The threat from Islamic State fighters to the Syrian Kurdish town of Kobani is an early test of the U.S.-led coalition's patience for a military strategy that at the moment cannot hold ground in Syria.
As President Barack Obama met with top brass at the Pentagon on Wednesday, his administration sought to set low expectations for what U.S.-led air strikes could accomplish in Syria's ground war, and acknowledged Kobani may fall into the clutch of Islamic State, also known as ISIL, in the days ahead.
Secretary of State John Kerry said the loss of the town would not be a strategic defeat. Other officials stressed the focus of the campaign remained Iraq and that air strikes in Syria were intended to initially degrade Islamic State in neighboring Iraq before ultimately destroying them over the long term in both countries.

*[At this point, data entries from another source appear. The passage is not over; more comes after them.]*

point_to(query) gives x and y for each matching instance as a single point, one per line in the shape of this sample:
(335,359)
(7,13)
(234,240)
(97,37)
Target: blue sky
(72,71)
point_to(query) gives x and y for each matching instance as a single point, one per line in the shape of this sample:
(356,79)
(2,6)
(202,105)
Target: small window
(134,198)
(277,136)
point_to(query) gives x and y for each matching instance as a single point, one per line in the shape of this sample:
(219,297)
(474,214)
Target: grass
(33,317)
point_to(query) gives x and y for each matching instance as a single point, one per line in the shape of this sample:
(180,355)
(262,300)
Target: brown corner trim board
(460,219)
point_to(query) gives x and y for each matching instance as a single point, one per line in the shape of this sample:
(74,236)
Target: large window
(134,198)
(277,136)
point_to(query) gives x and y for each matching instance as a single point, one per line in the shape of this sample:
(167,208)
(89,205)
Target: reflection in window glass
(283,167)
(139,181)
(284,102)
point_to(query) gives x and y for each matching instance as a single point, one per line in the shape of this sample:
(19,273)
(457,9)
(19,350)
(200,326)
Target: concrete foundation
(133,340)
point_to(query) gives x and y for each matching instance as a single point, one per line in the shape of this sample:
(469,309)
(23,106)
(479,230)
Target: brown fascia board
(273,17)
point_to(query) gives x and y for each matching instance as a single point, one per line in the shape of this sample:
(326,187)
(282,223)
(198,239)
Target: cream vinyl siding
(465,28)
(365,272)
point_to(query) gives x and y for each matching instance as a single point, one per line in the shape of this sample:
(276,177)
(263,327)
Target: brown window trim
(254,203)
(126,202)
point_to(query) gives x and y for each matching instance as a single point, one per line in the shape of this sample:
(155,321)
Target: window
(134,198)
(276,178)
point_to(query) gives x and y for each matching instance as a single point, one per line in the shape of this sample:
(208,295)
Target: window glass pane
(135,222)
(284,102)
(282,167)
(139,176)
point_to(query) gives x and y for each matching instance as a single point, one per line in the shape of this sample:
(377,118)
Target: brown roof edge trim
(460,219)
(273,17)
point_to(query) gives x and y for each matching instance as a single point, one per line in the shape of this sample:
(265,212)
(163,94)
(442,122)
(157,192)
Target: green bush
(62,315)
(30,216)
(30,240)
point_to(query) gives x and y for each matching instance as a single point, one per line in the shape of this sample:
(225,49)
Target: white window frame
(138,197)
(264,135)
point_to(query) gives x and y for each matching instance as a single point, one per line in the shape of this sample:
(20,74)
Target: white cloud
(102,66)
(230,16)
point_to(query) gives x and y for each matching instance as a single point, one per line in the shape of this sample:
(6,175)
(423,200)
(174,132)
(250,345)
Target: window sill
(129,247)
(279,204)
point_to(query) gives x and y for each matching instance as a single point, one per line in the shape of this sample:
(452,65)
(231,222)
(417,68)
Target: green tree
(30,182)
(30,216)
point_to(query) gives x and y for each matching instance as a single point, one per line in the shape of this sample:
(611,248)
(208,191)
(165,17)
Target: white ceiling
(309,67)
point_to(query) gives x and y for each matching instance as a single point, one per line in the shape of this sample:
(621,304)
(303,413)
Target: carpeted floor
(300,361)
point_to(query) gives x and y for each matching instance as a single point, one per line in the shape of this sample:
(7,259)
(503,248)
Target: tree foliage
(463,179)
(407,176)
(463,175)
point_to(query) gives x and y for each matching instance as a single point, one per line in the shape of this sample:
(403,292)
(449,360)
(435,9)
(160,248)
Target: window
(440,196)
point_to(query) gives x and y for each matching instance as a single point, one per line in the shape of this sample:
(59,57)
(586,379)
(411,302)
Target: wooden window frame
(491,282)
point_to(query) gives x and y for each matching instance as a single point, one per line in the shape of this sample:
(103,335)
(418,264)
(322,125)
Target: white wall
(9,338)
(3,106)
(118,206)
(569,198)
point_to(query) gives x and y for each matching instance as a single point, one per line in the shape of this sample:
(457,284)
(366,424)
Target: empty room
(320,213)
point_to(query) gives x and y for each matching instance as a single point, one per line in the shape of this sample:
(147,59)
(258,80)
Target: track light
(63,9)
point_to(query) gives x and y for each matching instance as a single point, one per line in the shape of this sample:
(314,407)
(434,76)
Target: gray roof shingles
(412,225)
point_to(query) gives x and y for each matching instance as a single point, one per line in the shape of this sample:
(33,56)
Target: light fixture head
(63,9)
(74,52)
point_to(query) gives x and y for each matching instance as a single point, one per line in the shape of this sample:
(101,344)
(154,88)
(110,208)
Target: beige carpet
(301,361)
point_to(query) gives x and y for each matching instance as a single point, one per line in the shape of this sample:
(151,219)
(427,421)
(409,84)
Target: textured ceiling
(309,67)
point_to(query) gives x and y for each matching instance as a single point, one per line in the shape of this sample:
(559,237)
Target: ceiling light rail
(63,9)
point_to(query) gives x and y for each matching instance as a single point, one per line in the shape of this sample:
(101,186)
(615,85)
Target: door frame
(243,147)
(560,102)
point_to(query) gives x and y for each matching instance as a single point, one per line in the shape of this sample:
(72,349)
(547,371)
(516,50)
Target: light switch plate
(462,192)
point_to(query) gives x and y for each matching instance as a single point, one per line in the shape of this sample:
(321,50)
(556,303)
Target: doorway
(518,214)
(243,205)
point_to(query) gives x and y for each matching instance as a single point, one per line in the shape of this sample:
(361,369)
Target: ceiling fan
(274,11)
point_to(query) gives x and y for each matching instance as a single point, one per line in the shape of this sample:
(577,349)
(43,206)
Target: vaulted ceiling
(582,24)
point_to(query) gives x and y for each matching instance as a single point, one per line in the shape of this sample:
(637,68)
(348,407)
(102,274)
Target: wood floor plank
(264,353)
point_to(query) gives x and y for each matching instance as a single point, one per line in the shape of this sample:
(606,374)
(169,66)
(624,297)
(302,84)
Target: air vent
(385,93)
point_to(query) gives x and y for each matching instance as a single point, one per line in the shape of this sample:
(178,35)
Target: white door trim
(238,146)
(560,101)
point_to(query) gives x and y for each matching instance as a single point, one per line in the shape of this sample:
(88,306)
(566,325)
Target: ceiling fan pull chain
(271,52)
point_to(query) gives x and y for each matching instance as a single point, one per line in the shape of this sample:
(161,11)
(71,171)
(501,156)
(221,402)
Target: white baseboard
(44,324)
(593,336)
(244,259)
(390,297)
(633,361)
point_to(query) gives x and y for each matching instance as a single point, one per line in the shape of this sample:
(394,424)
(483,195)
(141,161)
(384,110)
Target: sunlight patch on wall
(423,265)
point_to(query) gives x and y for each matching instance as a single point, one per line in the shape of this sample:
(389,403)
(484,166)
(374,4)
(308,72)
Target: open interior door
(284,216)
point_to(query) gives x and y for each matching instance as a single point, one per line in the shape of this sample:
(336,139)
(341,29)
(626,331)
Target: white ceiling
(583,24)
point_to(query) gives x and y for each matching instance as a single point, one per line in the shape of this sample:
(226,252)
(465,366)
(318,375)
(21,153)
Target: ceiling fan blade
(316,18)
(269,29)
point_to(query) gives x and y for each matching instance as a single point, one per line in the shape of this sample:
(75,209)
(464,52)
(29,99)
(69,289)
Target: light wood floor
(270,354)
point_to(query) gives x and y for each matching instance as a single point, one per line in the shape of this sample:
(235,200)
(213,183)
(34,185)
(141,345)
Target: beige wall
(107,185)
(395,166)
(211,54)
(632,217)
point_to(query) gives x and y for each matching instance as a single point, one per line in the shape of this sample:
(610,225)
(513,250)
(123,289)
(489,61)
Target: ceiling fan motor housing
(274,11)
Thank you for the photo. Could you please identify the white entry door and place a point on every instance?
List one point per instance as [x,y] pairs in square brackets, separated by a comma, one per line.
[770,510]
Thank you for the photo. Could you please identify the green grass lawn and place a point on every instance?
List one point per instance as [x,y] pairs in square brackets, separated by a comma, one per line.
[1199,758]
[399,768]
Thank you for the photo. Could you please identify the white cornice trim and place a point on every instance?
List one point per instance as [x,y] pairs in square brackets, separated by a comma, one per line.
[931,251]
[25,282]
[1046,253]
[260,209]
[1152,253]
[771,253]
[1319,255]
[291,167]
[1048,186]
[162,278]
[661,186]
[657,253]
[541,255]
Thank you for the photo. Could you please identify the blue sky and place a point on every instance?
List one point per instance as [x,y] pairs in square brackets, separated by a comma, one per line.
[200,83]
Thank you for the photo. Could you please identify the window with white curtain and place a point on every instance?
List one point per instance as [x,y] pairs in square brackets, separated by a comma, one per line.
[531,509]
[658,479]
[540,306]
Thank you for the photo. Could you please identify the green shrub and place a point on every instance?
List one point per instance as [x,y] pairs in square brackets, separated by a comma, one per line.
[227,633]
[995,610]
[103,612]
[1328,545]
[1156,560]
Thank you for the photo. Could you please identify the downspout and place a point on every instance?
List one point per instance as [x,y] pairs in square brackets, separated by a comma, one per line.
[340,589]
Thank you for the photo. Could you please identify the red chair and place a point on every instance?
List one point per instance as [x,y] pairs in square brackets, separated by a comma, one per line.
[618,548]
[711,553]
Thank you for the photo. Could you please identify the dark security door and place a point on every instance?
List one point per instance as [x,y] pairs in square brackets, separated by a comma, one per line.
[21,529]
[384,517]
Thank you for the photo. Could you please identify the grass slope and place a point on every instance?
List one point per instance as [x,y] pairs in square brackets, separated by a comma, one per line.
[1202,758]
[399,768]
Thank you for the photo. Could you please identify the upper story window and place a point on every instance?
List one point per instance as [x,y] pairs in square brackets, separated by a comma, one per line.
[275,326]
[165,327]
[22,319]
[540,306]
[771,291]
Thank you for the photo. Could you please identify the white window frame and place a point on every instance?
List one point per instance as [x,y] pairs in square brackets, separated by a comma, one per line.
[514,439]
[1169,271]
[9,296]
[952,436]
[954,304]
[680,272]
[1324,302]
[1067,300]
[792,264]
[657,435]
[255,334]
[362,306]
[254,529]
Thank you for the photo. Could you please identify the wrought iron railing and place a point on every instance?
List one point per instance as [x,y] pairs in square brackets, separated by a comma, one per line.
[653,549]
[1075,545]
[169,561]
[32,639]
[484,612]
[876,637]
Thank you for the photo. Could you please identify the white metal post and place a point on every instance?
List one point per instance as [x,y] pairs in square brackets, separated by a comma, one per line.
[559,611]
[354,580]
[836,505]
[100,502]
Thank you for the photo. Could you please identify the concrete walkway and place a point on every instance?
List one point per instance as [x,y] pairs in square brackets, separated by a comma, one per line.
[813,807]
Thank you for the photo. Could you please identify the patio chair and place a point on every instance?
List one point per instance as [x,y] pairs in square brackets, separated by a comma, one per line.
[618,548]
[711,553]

That strategy, however, requires Western patience that grows thinner with each headline of gruesome Islamic State atrocities and jihadist military victories, or videos depicting beheadings of American or British hostages.
"Evidence is mounting that an 'Iraq first' approach focused on air strikes isn't degrading ISIL. From Kobani to Baghdad they are using their Syrian sanctuary to make gains," said Buck McKeon, chairman of the House Armed Services Committee.
If Kobani fell, Islamic State fighters would control more than half of Syria's 510-mile (820-km) border with Turkey, a NATO ally, which could also face further civil unrest over Ankara's inaction, said Soner Cagaptay at Turkish Research Program at the Washington Institute for Near East Policy.
An Islamic State victory in Kobani could also lead to greater brutality against Kurds on the ground, Cagaptay said. "If Kobani fell, the pictures that would come out of there would be so horrific ... the world's reaction would obviously be sharpened."
The Pentagon cautioned that there are limits to what air strikes can do in Syria before Western-backed, moderate Syrian opposition forces are strong enough to repel them. Obama has ruled out sending American forces on a combat mission there.
"In Syria, right now we just don't have a ground force that we can work with," said Rear Admiral John Kirby, a Pentagon spokesman.
Getting a U.S.-trained ground force in Syria will take time. Kirby cautioned the military will need up to five months to get through the process of recruiting and screening opposition members for a U.S. training program in Saudi Arabia.
"That's before you even start doing any of the training. So this is going to be a long-term effort," Kirby said.
Military experts say the world community must accept occasional setbacks in Syria, at least until those Western-backed forces can move in on the ground.
"We're limited to what's doable from the air (in Syria) and have to be accepting that we're going to have setbacks like this until we can get a proper air-ground operation going," said retired Lieutenant General James Dubik, who oversaw training of Iraqi forces during the Bush administration.
Christopher Harmer, a former Navy aviator who is an analyst at the Institute for the Study of War think tank, cautioned that until then, the Islamic State would rely on tactics to evade being easily targeted from the air.
"Air power is very good at striking static targets - take a bridge, a refinery," Harmer said.
"The problem the strategy so far has had is that you have a bunch of aircraft flying missions against a bunch of dispersed individuals, small infantry forces, and it's clearly not been very effective."
So far, the Pentagon says that fits its strategy, which is designed to stop the Islamic State from using Syria as a "headquarters," a kind of sanctuary to resupply, finance and command troops operating in Iraq.
Even in Iraq, however, progress has been uneven.
That's despite a presence of U.S. military forces advising Iraqi and Kurdish troops and the expansion of U.S.-led air strikes this week to the use of Apache helicopters - which expose American troops to greater risk of ground fire.
"We know that ISIL is going to continue to grab ground and there are going to continue to be villages and towns and cities that they take," Kirby said.
"So when we get up here and we say it's going to be a long struggle and it's going to be difficult, and when we get up here and say airpower - military power alone ... isn't going to be enough to fix it, we really mean it."